This work considers detection of stochastic inclusions by EIT. The conductivity inside the examined object is assumed to consist of a known deterministic background with embedded inclusions within which the conductivity is a random field. The inclusion shapes are deterministic. The available measurement is assumed to be the expected value of the corresponding Neumann-to-Dirichlet boundary operator, i.e., the expectation of the idealized current-to-voltage map. We demonstrate that the Factorization Method and the Monotonicity Method can be utilized to reconstruct the supports of the stochastic inhomogeneities essentially in the same way as in the deterministic case if the inhomogeneities exhibit high enough conductivity contrast in the sense of expectation. Detecting inclusions with random conductivities from expected boundary measurements can be regarded an interesting problem setting from a mere mathematical standpoint, but it also has potential applications: consider, e.g., temporally averaged boundary measurements corresponding to an inhomogeneity whose conductivity varies in time (e.g., a cancerous lesion subject to blood flow).

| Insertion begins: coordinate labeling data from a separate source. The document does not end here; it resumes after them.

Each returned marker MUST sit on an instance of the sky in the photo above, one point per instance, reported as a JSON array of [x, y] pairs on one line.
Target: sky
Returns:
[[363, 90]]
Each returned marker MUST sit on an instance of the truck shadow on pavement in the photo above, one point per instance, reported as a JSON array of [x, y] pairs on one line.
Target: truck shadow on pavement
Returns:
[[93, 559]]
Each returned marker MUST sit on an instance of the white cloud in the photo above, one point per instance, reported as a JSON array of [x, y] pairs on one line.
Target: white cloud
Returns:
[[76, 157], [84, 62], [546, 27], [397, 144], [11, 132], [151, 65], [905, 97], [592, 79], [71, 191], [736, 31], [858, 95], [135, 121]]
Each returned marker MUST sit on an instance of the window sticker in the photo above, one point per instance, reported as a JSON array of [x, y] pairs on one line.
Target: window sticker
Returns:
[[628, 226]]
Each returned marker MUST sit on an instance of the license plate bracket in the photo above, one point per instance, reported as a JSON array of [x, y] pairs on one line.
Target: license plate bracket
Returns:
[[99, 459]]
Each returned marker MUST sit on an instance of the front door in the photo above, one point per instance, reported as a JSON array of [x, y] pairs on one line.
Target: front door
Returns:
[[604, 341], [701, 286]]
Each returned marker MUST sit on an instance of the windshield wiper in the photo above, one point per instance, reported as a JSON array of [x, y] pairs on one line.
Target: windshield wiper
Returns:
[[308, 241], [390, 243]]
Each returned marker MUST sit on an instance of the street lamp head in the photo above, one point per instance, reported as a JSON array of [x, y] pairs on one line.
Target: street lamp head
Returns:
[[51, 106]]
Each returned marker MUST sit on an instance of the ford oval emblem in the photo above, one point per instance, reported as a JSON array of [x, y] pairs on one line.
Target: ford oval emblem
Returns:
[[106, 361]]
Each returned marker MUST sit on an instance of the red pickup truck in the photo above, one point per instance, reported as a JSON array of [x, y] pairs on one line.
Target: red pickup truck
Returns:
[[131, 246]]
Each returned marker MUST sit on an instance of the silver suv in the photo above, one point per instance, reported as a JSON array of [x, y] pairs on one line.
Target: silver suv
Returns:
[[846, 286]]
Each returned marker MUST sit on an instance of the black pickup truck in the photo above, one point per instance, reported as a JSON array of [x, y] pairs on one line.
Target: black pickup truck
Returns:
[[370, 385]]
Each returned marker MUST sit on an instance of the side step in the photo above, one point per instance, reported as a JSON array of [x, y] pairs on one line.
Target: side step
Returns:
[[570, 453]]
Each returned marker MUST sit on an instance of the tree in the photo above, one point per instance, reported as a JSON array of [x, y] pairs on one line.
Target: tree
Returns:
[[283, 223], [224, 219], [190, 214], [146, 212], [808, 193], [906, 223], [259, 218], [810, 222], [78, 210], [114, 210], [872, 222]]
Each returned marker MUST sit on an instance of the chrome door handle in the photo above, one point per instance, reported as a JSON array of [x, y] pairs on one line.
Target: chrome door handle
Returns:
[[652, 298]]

To the best of our knowledge, this is the first work that considers reconstructing properties of a random conductivity from the expectation of the boundary measurements. With that being said, it should be mentioned that for inverse scattering in the half-plane it has been shown that a single realization of the backscatter data at all frequencies uniquely defines the principal symbol of the covariance operator for a random scattering potential or a Robin parameter in the boundary condition [27, 38]. Moreover, time reversal related inverse scattering techniques have been used extensively for the detection of inclusions embedded in random media; see, e.g., [2, 3, 7] and the references therein.

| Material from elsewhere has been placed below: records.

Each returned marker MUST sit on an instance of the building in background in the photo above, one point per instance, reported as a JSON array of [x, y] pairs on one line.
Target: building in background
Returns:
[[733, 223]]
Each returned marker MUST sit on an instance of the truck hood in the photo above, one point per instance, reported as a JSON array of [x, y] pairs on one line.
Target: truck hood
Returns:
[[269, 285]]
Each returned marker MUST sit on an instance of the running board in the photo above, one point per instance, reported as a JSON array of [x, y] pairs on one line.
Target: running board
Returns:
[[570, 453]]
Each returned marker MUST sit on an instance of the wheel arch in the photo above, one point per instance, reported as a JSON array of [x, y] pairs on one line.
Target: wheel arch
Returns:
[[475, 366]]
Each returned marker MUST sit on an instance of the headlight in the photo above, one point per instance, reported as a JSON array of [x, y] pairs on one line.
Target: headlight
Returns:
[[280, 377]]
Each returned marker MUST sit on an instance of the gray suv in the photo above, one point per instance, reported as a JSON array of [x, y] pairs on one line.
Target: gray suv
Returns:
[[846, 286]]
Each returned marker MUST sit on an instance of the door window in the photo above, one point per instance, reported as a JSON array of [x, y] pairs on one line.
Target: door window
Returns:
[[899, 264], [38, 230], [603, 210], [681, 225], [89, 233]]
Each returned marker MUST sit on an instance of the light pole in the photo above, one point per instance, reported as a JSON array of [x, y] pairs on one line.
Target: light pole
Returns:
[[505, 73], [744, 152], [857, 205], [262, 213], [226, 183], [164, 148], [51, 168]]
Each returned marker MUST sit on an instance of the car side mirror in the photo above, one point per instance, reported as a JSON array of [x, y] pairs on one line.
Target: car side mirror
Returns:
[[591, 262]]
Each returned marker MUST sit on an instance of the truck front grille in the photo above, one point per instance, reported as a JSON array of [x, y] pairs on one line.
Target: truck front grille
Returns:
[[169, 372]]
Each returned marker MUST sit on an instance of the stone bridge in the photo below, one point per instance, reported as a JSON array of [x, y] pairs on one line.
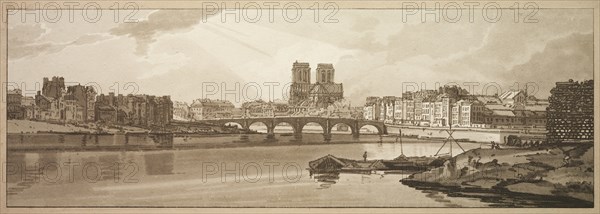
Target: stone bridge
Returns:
[[297, 123]]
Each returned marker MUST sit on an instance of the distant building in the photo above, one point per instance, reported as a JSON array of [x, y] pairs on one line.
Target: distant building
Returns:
[[14, 106], [85, 99], [372, 108], [53, 88], [136, 110], [202, 109], [516, 98], [321, 94], [571, 112], [260, 108], [453, 106], [181, 111]]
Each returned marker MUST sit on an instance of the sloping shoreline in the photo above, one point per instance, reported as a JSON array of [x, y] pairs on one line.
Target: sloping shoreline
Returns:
[[549, 176]]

The Factorization Method was originally introduced in the framework of inverse obstacle scattering by Kirsch [35], and it was subsequently carried over to EIT by Brühl and Hanke [8, 9]. The Factorization Method has attracted a considerable amount of attention in the scientific community over the past twenty years; in the context of EIT we refer the reader to [10, 13, 14, 15, 16, 17, 18, 20, 22, 24, 29, 31, 36, 40, 44, 45, 46] and the overview articles [19, 21, 37] for more information on the developments since the seminal article of Kirsch. The Monotonicity Method [25] is a more recent inclusion detection technique that can be considered natural for EIT as it takes explicitly advantage of the coercivity of the underlying conductivity equation. In particular, unlike the Factorization Method, a variant of the Monotonicity Method can handle indefinite inclusions, i.e., it stays functional even if some parts of the inhomogeneities are more and some other parts less conductive than the background. Monotonicity-based methods were first formulated and numerically tested by Tamburrino and Rubinacci [49, 50]. Their rigorous justification is given in [25] based on the theory of localized potentials [15].

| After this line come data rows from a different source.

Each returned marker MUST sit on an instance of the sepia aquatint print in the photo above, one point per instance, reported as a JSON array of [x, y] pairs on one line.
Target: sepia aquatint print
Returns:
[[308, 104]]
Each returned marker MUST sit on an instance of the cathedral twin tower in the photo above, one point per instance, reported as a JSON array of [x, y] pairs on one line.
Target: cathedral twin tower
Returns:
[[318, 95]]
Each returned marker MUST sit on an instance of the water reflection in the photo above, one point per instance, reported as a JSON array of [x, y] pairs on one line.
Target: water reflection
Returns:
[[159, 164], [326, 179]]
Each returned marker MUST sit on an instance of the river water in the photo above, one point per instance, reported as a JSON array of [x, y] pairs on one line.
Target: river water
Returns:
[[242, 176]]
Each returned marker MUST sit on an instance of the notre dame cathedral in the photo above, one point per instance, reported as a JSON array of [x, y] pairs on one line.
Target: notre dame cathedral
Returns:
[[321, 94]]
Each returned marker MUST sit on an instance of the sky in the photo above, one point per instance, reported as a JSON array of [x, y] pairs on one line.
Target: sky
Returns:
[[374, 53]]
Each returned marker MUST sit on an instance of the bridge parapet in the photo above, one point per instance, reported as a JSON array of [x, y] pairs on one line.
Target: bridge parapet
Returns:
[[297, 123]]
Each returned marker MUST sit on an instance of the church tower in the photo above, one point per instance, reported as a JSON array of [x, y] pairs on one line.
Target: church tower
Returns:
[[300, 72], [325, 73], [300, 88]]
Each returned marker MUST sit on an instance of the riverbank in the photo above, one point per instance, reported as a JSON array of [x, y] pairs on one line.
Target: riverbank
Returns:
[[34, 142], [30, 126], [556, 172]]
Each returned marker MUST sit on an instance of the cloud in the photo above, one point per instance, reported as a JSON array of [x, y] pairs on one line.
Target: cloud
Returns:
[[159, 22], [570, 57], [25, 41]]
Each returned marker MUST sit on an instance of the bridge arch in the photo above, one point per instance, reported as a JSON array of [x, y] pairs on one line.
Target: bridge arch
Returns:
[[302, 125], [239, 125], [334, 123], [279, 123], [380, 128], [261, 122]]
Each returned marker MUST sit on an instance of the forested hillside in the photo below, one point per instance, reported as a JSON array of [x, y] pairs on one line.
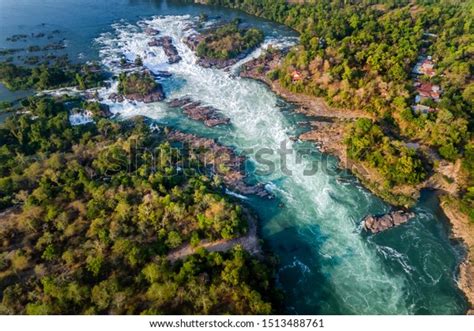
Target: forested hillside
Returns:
[[88, 220], [364, 55]]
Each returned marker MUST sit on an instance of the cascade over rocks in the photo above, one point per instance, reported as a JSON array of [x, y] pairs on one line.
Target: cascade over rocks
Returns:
[[193, 109], [381, 223]]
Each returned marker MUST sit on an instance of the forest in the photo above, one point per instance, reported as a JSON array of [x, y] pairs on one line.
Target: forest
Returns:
[[87, 222], [228, 41], [360, 55]]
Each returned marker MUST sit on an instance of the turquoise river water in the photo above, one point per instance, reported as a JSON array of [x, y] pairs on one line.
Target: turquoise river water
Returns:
[[328, 265]]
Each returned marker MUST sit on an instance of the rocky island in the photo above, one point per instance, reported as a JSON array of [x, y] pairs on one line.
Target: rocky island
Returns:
[[138, 86], [224, 45], [377, 224], [195, 110]]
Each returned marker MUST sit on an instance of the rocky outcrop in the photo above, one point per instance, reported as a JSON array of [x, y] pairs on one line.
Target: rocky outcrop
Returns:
[[221, 161], [377, 224], [154, 96], [193, 41], [195, 110], [170, 50]]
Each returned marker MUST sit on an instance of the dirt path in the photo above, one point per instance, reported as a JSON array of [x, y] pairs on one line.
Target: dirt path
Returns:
[[250, 243]]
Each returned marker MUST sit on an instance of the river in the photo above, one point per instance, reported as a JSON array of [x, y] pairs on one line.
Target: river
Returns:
[[328, 265]]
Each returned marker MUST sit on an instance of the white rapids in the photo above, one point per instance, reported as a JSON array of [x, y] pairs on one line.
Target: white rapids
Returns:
[[355, 273]]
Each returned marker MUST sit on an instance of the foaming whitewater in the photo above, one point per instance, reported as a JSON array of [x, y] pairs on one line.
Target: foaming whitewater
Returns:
[[322, 216]]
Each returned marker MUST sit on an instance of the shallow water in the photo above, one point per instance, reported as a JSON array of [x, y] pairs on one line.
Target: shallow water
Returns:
[[327, 264]]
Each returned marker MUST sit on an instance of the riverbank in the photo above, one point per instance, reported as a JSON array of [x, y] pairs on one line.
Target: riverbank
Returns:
[[463, 230], [328, 133]]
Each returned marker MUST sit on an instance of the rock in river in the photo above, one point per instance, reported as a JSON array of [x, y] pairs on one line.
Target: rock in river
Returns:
[[377, 224]]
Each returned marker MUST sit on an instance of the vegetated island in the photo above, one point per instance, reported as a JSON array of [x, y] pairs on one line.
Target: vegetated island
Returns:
[[92, 223], [394, 82], [224, 45]]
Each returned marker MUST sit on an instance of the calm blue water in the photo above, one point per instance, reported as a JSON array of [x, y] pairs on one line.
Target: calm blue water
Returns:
[[327, 264]]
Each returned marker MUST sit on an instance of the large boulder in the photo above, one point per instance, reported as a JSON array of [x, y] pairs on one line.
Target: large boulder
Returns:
[[381, 223]]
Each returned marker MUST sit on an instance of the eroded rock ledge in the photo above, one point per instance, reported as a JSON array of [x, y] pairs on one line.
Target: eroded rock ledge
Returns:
[[170, 50], [376, 224], [195, 110], [222, 161]]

For simplicity, we employ the idealized continuum model for EIT, that is, we unrealistically assume to be able to drive any square-integrable current density into the object of interest and to measure the resulting potential everywhere on the boundary. Consult [30] for analysis of the relationship between the continuum model and the complete electrode model, which is the most accurate model for real-world EIT measurements [12, 48]. Observe also that the Factorization Method has, in fact, been demonstrated to function also for realistic electrode measurements [10, 24, 40], and that the monotonicity method allows to characterize the achievable resolution in realistic measurement settings [26].
This text is organized as follows. In Section 2, we introduce the stochastic Neumann-to-Dirichlet boundary map corresponding to a random conductivity field and examine how the fundamental monotonicity results for the related quadratic forms are carried over from the deterministic case. Subsequently, Section 3 formulates and proves the theorems that demonstrate the functionality of the Factorization and Monotonicity Methods for detecting stochastic inclusions. The two-dimensional numerical examples for the Factorization Method are presented in Section 4; the stochastic measurement data are simulated by applying the stochastic finite element method (cf., e.g., [47]) to the conductivity equation with a random coefficient.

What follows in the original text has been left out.